O bölümleri tamamlayıp,"laik", "bilimsel" bir eğitimde sonuna kadar gitsinler!

Yeni bir iktidar oyunuyla karşı karşı yayız:

Dinselleşme adına, öğrencileri yarım yamalak dinsel eğitimden geçirip daha sonra laik eğitime kolayca geçiş yaptırma projesini tabana yutturmaca...

Din üstünde kaydırmaca...

Aah ah, bu eğitimi laikleşsek de dinselleştirsek, dinselleşip mi laikleştirsek?

İHL’lerde temel hazır
İmam hatip liseleri (İHL) dışındaki mesleki ve teknik orta öğretimde haftalık ders dağılımında, genel kültür dersleri yüzde 40-42 oranında değişiyor. Liselerin dört yıla çıkarılmasıyla birlikte, bu dersler ağırlıklı olarak 9. sınıfta veriliyor. Meslek dersleri 10. sınıftan itibaren yoğunlaşıyor. İmam hatip liselerinin haftalık ders dağılımları ise yüzde 50 oranında fizik, felsefe gibi genel kültür derslerinden oluşuyor.
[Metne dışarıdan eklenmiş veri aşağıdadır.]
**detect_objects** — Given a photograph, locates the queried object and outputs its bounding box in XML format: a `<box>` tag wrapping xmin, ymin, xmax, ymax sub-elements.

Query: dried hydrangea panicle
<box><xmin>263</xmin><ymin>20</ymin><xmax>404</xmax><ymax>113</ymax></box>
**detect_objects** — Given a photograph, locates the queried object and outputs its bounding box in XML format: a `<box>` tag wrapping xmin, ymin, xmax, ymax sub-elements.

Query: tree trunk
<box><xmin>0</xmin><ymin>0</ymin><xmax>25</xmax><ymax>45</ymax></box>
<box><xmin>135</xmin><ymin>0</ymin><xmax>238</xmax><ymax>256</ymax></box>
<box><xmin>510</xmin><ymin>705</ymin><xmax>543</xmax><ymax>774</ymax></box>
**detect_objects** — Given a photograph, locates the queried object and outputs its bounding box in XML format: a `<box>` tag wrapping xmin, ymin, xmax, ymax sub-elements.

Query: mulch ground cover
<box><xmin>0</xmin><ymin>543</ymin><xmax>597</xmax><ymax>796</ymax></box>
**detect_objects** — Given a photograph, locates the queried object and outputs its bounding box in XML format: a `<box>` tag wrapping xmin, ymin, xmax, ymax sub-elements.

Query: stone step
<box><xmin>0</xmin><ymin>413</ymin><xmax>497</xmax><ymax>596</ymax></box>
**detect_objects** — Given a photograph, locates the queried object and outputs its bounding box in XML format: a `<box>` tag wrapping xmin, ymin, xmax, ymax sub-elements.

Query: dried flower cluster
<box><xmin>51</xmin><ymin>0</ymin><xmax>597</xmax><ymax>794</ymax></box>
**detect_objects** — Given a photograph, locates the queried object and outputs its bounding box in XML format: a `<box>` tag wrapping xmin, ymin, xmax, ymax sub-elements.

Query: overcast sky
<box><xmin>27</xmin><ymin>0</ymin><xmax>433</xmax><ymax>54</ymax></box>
Çünkü diğer meslek liselerindeki atölye çalışmaları İHL’lerde yok. Öğrenciler, belirli bir krediyi tutturabilmek için o seçmeli dersleri de zorunlu olarak alıyorlar.

AKP’nin hazırladığı yönetmelik taslağı, meslek lisesinden mezun olanlara da açık öğretim lisesine geçip fark derslerini vererek iki diploma alma şansı veriyor.
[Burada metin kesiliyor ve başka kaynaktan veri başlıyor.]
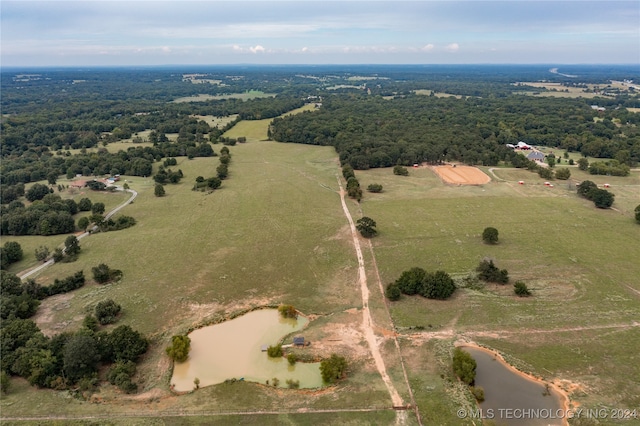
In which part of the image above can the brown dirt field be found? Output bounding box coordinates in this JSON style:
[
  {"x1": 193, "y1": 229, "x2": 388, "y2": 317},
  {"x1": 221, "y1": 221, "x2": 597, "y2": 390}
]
[{"x1": 431, "y1": 165, "x2": 491, "y2": 185}]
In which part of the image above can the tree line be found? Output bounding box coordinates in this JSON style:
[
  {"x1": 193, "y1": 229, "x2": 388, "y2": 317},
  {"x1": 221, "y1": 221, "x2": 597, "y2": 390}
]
[{"x1": 270, "y1": 95, "x2": 640, "y2": 169}]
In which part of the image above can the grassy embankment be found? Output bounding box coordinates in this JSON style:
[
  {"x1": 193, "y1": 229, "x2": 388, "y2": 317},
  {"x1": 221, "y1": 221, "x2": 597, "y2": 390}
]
[{"x1": 356, "y1": 164, "x2": 640, "y2": 408}]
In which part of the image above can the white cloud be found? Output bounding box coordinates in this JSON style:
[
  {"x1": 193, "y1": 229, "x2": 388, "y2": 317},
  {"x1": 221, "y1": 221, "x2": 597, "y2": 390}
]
[{"x1": 445, "y1": 43, "x2": 460, "y2": 52}]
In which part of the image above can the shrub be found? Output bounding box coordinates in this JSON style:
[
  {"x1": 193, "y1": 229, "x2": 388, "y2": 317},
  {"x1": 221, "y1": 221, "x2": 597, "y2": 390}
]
[
  {"x1": 384, "y1": 283, "x2": 402, "y2": 302},
  {"x1": 453, "y1": 348, "x2": 477, "y2": 385},
  {"x1": 91, "y1": 263, "x2": 122, "y2": 284},
  {"x1": 476, "y1": 259, "x2": 509, "y2": 284},
  {"x1": 287, "y1": 379, "x2": 300, "y2": 389},
  {"x1": 393, "y1": 166, "x2": 409, "y2": 176},
  {"x1": 153, "y1": 183, "x2": 166, "y2": 197},
  {"x1": 471, "y1": 386, "x2": 484, "y2": 402},
  {"x1": 95, "y1": 299, "x2": 122, "y2": 325},
  {"x1": 35, "y1": 246, "x2": 50, "y2": 262},
  {"x1": 367, "y1": 183, "x2": 382, "y2": 193},
  {"x1": 278, "y1": 305, "x2": 298, "y2": 319},
  {"x1": 320, "y1": 354, "x2": 347, "y2": 383},
  {"x1": 165, "y1": 334, "x2": 191, "y2": 362},
  {"x1": 538, "y1": 167, "x2": 553, "y2": 179},
  {"x1": 420, "y1": 271, "x2": 456, "y2": 300},
  {"x1": 287, "y1": 353, "x2": 298, "y2": 365},
  {"x1": 556, "y1": 167, "x2": 571, "y2": 180}
]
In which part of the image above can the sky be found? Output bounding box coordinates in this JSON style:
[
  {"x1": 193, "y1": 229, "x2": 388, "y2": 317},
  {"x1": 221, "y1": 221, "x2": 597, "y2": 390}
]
[{"x1": 0, "y1": 0, "x2": 640, "y2": 67}]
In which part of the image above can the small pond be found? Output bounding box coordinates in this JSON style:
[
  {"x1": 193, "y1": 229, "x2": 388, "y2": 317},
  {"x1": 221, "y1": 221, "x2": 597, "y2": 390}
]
[
  {"x1": 462, "y1": 346, "x2": 566, "y2": 426},
  {"x1": 171, "y1": 309, "x2": 322, "y2": 392}
]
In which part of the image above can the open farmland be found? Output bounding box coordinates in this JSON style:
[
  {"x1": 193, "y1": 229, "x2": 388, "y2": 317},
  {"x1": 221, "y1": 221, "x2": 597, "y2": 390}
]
[
  {"x1": 3, "y1": 142, "x2": 416, "y2": 418},
  {"x1": 357, "y1": 162, "x2": 640, "y2": 408}
]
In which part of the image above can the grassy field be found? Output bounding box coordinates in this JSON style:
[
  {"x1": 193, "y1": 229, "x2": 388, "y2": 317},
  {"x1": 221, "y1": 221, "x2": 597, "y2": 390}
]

Eğitbilim açısından buna diyeceğimiz yok. Farklı okuldan mezun olan bir öğrencinin, bir başka türde okulun derslerini de verip ikinci bir diploma alma hakkı olmalıdır.
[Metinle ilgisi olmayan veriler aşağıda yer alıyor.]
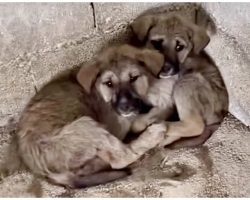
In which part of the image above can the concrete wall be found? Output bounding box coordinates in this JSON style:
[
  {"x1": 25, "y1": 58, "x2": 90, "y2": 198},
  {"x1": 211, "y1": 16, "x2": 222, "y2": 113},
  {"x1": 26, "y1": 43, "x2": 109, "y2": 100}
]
[{"x1": 0, "y1": 3, "x2": 250, "y2": 126}]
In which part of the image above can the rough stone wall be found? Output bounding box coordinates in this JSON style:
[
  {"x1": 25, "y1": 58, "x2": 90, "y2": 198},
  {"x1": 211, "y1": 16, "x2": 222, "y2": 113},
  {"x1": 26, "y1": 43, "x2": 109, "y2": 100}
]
[{"x1": 0, "y1": 3, "x2": 250, "y2": 126}]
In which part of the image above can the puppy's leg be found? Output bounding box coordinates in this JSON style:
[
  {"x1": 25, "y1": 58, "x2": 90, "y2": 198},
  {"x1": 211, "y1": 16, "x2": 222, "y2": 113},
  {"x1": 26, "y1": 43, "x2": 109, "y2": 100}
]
[
  {"x1": 131, "y1": 107, "x2": 173, "y2": 133},
  {"x1": 167, "y1": 123, "x2": 220, "y2": 149},
  {"x1": 161, "y1": 85, "x2": 205, "y2": 146},
  {"x1": 97, "y1": 123, "x2": 166, "y2": 169}
]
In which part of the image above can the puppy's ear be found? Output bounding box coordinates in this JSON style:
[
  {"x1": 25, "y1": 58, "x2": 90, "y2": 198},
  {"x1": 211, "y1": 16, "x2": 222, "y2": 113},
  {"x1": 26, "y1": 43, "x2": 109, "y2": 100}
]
[
  {"x1": 137, "y1": 49, "x2": 164, "y2": 76},
  {"x1": 131, "y1": 15, "x2": 155, "y2": 42},
  {"x1": 192, "y1": 25, "x2": 210, "y2": 54},
  {"x1": 76, "y1": 63, "x2": 100, "y2": 93}
]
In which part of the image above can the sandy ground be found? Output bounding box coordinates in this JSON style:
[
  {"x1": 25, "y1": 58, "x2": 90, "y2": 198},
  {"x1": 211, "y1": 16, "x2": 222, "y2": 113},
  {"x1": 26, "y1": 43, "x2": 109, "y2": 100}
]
[
  {"x1": 0, "y1": 115, "x2": 250, "y2": 197},
  {"x1": 0, "y1": 4, "x2": 250, "y2": 197}
]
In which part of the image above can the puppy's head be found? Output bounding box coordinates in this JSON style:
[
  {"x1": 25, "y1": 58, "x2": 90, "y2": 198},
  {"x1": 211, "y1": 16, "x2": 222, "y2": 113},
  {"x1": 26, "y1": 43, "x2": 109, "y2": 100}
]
[
  {"x1": 77, "y1": 45, "x2": 164, "y2": 117},
  {"x1": 131, "y1": 14, "x2": 210, "y2": 78}
]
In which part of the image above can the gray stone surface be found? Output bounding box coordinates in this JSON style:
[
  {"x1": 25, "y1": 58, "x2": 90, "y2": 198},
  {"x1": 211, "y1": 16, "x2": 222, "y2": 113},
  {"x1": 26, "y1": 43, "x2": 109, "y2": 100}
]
[
  {"x1": 204, "y1": 3, "x2": 250, "y2": 126},
  {"x1": 0, "y1": 3, "x2": 250, "y2": 197},
  {"x1": 0, "y1": 3, "x2": 250, "y2": 125}
]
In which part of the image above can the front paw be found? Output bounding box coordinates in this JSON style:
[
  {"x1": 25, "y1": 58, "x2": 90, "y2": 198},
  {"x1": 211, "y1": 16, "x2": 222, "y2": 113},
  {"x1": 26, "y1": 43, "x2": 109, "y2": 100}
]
[
  {"x1": 146, "y1": 123, "x2": 167, "y2": 145},
  {"x1": 131, "y1": 117, "x2": 148, "y2": 133}
]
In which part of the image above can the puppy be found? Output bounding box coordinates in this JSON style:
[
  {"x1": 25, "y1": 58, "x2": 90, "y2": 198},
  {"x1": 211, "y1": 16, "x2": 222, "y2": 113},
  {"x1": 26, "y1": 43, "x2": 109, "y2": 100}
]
[
  {"x1": 131, "y1": 14, "x2": 228, "y2": 146},
  {"x1": 2, "y1": 45, "x2": 168, "y2": 188}
]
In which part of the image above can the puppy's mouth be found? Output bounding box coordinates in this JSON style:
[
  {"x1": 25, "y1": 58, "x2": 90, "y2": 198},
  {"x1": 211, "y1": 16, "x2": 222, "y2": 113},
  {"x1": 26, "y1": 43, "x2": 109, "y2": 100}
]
[
  {"x1": 158, "y1": 62, "x2": 179, "y2": 79},
  {"x1": 117, "y1": 110, "x2": 138, "y2": 117},
  {"x1": 114, "y1": 99, "x2": 153, "y2": 117}
]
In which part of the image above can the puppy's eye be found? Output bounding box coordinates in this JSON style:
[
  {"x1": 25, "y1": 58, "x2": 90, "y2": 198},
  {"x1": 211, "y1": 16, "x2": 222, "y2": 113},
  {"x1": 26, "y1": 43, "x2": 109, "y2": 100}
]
[
  {"x1": 150, "y1": 39, "x2": 163, "y2": 50},
  {"x1": 104, "y1": 81, "x2": 113, "y2": 88},
  {"x1": 129, "y1": 75, "x2": 139, "y2": 83},
  {"x1": 175, "y1": 40, "x2": 184, "y2": 52}
]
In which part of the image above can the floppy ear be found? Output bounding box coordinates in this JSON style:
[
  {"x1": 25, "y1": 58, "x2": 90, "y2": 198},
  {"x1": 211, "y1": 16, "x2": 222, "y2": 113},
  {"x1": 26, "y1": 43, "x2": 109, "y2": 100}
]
[
  {"x1": 192, "y1": 25, "x2": 210, "y2": 54},
  {"x1": 131, "y1": 15, "x2": 155, "y2": 42},
  {"x1": 76, "y1": 63, "x2": 100, "y2": 93},
  {"x1": 175, "y1": 37, "x2": 194, "y2": 63},
  {"x1": 137, "y1": 49, "x2": 164, "y2": 76}
]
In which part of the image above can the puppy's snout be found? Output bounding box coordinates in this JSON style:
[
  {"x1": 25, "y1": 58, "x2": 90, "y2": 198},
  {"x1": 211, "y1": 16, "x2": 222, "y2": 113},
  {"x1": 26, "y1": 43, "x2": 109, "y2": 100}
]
[
  {"x1": 115, "y1": 89, "x2": 135, "y2": 114},
  {"x1": 158, "y1": 62, "x2": 179, "y2": 78},
  {"x1": 118, "y1": 96, "x2": 131, "y2": 111}
]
Ancak, bu noktada basit bir matematik hesabı yla karşı karşıyayız: AKP istediği yönetmelik değişikliğini yaparsa, İHL mezunları, diğer meslek lise mezunlarına göre daha avantajlı olacaklar, çifte diplomaya daha kolay ulaşacaklar.

"Bu proje tüm meslek liselerine dönüktür, amacımız imam hatipler değil" dediklerinde, gel de buna inan bakalım.